# All I want for the holidays….If you could get anything for the holidays what would it



## sanjay (May 14, 2008)

I know what I want for the holidays. What about you?


----------



## TAB (Feb 7, 2009)

All I want for Xmas is to spend it with my wife.


----------



## Tex Gal (Nov 1, 2007)

I want clean trimmed tanks and my CO2 issues in my 125g ironed out once and for all!


----------



## ianryeng (Dec 22, 2008)

I want my HB LED's to finally get here and my IC's to build the custom driver


----------



## Phil Edwards (Jan 22, 2004)

Tex Gal said:


> I want clean trimmed tanks and my CO2 issues in my 125g ironed out once and for all!


Is that all?


----------



## Cavan Allen (Jul 22, 2004)

If we're only talking about material objects here, I'd really like my own steamroller. That would be fun.


----------



## Tex Gal (Nov 1, 2007)

Cavan Allen said:


> If we're only talking about material objects here, I'd really like my own steamroller. That would be fun.

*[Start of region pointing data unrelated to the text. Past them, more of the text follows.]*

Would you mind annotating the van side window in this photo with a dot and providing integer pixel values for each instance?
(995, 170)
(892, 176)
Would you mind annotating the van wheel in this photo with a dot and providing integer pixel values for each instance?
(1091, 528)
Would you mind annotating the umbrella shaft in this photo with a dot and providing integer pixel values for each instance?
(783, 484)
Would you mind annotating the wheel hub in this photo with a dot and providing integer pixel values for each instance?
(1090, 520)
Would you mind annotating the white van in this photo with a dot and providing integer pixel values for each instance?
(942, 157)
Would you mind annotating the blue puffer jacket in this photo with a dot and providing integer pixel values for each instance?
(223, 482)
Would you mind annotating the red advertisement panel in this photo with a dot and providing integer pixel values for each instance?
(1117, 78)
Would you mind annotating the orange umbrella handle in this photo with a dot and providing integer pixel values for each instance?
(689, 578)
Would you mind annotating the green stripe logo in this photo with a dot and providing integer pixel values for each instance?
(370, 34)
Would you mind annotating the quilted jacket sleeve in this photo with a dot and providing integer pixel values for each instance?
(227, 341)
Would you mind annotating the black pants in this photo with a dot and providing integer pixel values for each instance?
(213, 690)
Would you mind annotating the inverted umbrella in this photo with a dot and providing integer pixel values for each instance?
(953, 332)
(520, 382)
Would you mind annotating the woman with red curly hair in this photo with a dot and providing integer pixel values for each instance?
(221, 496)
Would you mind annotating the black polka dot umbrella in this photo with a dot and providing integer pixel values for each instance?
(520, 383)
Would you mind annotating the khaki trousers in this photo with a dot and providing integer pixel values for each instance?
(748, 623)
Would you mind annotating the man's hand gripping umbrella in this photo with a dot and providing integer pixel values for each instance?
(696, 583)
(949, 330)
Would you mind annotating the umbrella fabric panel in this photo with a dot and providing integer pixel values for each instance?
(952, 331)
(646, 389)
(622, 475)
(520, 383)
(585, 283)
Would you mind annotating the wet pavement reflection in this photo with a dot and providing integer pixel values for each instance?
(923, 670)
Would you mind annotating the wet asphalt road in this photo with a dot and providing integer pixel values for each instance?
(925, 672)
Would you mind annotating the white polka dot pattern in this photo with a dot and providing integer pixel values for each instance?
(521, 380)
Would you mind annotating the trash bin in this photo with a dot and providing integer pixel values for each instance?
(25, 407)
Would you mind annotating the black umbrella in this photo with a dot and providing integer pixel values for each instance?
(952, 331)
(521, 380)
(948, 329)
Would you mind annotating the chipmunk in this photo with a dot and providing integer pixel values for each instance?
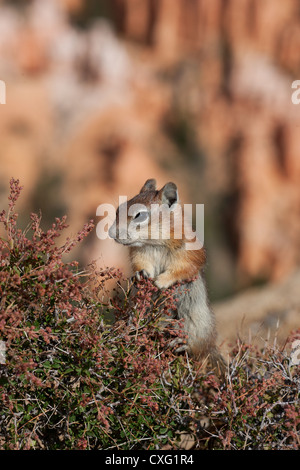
(156, 252)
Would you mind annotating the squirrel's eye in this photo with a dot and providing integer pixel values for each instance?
(141, 216)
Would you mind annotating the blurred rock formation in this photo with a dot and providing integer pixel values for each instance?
(103, 94)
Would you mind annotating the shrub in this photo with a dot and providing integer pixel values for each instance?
(88, 369)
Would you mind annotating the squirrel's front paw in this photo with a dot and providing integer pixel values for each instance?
(139, 275)
(163, 281)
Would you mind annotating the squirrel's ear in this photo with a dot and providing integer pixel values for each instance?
(150, 185)
(169, 194)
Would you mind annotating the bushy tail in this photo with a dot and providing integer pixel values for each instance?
(217, 362)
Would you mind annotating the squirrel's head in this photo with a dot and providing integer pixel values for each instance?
(149, 217)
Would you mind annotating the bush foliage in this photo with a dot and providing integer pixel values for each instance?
(88, 369)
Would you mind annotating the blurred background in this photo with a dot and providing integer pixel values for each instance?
(104, 94)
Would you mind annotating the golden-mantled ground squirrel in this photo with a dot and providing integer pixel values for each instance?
(150, 224)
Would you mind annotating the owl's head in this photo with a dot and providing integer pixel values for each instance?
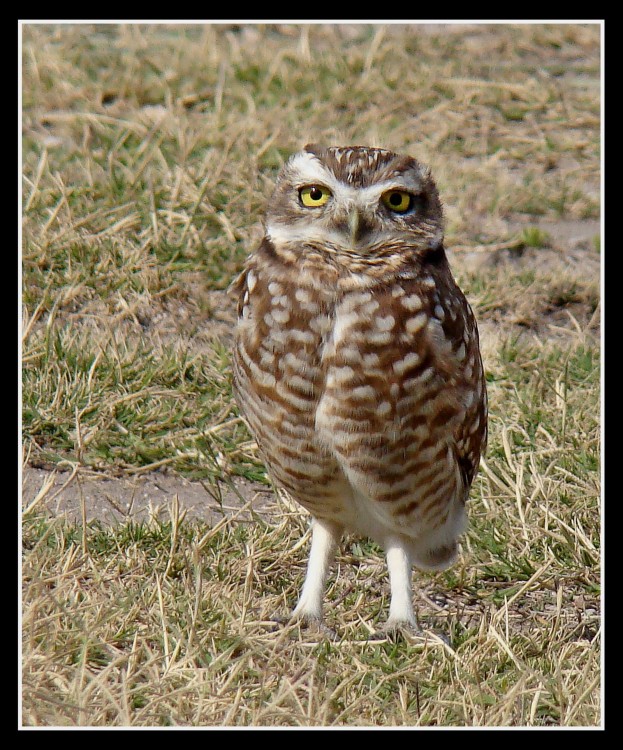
(357, 201)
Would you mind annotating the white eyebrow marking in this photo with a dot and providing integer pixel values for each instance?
(309, 170)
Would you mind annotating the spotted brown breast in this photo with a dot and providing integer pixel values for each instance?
(368, 401)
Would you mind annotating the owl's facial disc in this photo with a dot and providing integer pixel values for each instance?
(343, 209)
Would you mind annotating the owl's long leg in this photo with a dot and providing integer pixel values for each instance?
(325, 537)
(399, 563)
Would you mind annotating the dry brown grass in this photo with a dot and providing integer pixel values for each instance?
(148, 154)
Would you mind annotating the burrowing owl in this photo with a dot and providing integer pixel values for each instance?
(357, 363)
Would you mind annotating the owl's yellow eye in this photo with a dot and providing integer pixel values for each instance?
(314, 195)
(398, 201)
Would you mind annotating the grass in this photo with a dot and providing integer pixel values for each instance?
(148, 155)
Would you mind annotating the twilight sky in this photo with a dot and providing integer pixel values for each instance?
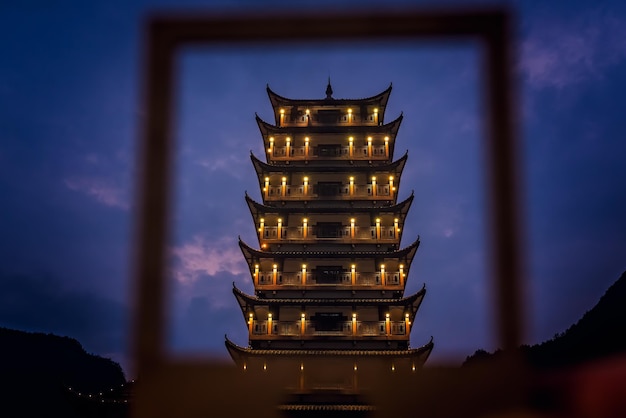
(70, 113)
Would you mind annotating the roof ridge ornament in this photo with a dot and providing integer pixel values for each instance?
(329, 90)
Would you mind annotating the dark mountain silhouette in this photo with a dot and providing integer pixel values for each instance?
(37, 369)
(599, 333)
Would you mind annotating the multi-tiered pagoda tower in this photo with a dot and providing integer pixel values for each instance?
(329, 276)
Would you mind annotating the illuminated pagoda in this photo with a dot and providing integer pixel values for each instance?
(330, 274)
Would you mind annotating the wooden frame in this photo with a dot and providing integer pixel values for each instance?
(175, 388)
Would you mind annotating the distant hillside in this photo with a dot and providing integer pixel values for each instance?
(599, 333)
(36, 369)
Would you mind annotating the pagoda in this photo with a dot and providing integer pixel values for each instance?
(329, 273)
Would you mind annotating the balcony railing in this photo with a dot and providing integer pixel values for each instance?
(342, 279)
(310, 329)
(343, 234)
(289, 192)
(340, 153)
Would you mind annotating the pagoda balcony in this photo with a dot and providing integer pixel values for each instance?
(340, 192)
(309, 329)
(344, 279)
(346, 234)
(329, 152)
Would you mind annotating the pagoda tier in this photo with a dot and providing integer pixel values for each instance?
(329, 111)
(329, 322)
(319, 226)
(329, 273)
(317, 144)
(329, 183)
(416, 357)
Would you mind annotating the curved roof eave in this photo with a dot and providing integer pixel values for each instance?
(261, 167)
(402, 207)
(238, 351)
(266, 127)
(276, 99)
(250, 253)
(414, 300)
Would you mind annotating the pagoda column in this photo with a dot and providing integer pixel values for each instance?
(387, 147)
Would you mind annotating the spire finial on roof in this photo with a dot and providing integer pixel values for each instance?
(329, 90)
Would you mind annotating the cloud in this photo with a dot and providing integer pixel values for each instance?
(561, 53)
(102, 190)
(231, 164)
(207, 257)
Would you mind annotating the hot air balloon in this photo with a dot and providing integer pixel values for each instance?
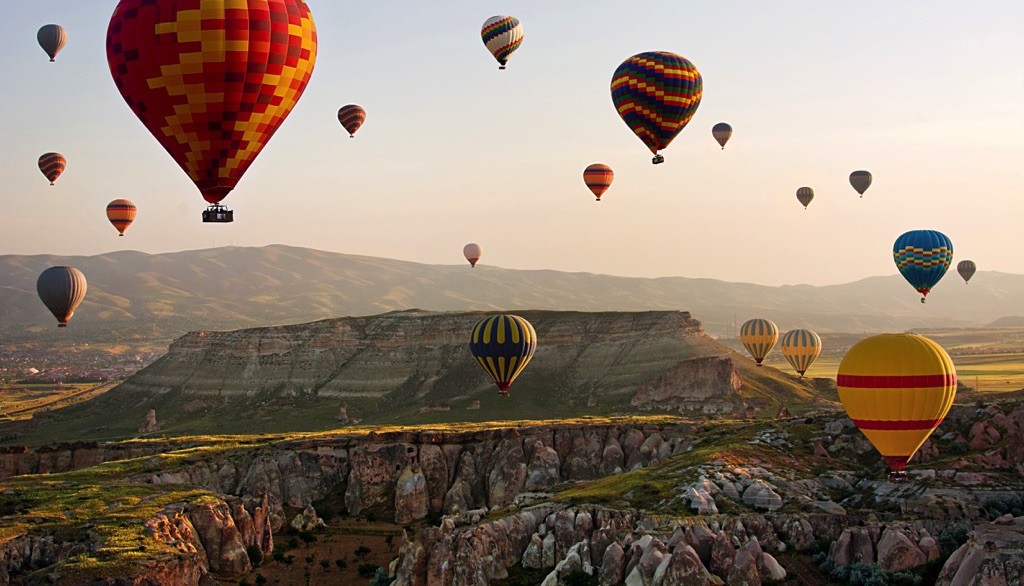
(860, 181)
(804, 196)
(656, 93)
(52, 38)
(61, 289)
(121, 213)
(503, 344)
(722, 131)
(598, 177)
(52, 164)
(351, 118)
(896, 388)
(923, 257)
(213, 84)
(502, 36)
(801, 347)
(759, 336)
(967, 269)
(472, 252)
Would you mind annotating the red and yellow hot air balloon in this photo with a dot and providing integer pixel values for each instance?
(121, 213)
(896, 388)
(598, 177)
(212, 80)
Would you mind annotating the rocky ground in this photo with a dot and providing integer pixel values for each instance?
(645, 501)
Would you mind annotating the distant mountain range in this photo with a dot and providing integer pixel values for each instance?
(158, 297)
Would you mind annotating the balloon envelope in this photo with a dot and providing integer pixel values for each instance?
(61, 289)
(351, 118)
(503, 344)
(52, 38)
(722, 131)
(211, 85)
(923, 256)
(472, 251)
(598, 177)
(121, 213)
(896, 388)
(967, 269)
(801, 347)
(656, 93)
(502, 36)
(51, 165)
(759, 336)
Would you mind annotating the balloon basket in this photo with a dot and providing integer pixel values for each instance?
(218, 214)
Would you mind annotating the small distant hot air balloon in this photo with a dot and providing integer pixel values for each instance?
(598, 177)
(759, 336)
(923, 256)
(656, 93)
(212, 84)
(860, 181)
(351, 118)
(52, 38)
(61, 289)
(804, 196)
(896, 388)
(722, 131)
(121, 213)
(503, 344)
(52, 164)
(502, 36)
(801, 347)
(967, 269)
(472, 251)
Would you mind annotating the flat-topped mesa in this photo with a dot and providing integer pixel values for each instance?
(624, 361)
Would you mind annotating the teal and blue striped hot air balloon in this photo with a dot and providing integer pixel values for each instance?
(503, 343)
(923, 256)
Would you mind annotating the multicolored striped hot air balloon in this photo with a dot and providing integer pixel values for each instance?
(503, 344)
(502, 36)
(860, 181)
(722, 131)
(61, 290)
(656, 93)
(598, 177)
(472, 252)
(121, 213)
(351, 118)
(923, 256)
(212, 81)
(52, 164)
(801, 347)
(52, 38)
(896, 388)
(759, 336)
(967, 269)
(804, 196)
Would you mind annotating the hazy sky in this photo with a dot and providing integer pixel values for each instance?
(929, 96)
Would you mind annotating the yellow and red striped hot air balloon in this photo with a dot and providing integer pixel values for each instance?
(896, 388)
(759, 336)
(801, 347)
(121, 213)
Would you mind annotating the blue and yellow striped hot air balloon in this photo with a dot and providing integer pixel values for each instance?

LOL! Just think how easy pressing all those plant samples would be!


----------



## Phil Edwards (Jan 22, 2004)

Drinda,

I'll come trim and clean your tanks for Christmas, how about that?


----------



## F1_Cobra (Nov 8, 2009)

I'd be happy with a pressurized Co2 system and a full line of ferts....oh yeah, some better lighting....lol


----------



## will5 (Oct 26, 2005)

LOL The only thing I don't have on that list is the ps3 and I can live without it for now.


----------



## Tex Gal (Nov 1, 2007)

Phil Edwards said:


> Drinda,
> 
> I'll come trim and clean your tanks for Christmas, how about that?


FANTASTIC!!! Where do I sign up?!!!!


----------



## Franzi (Dec 7, 2009)

Some more homebrewing supplies would be nice. Gotta get ready for some springtime beer.


----------



## theblondskeleton (Nov 22, 2008)

Six healthy, beautiful Alenquer discus from Discus Hans USA. Yup. *sigh*


----------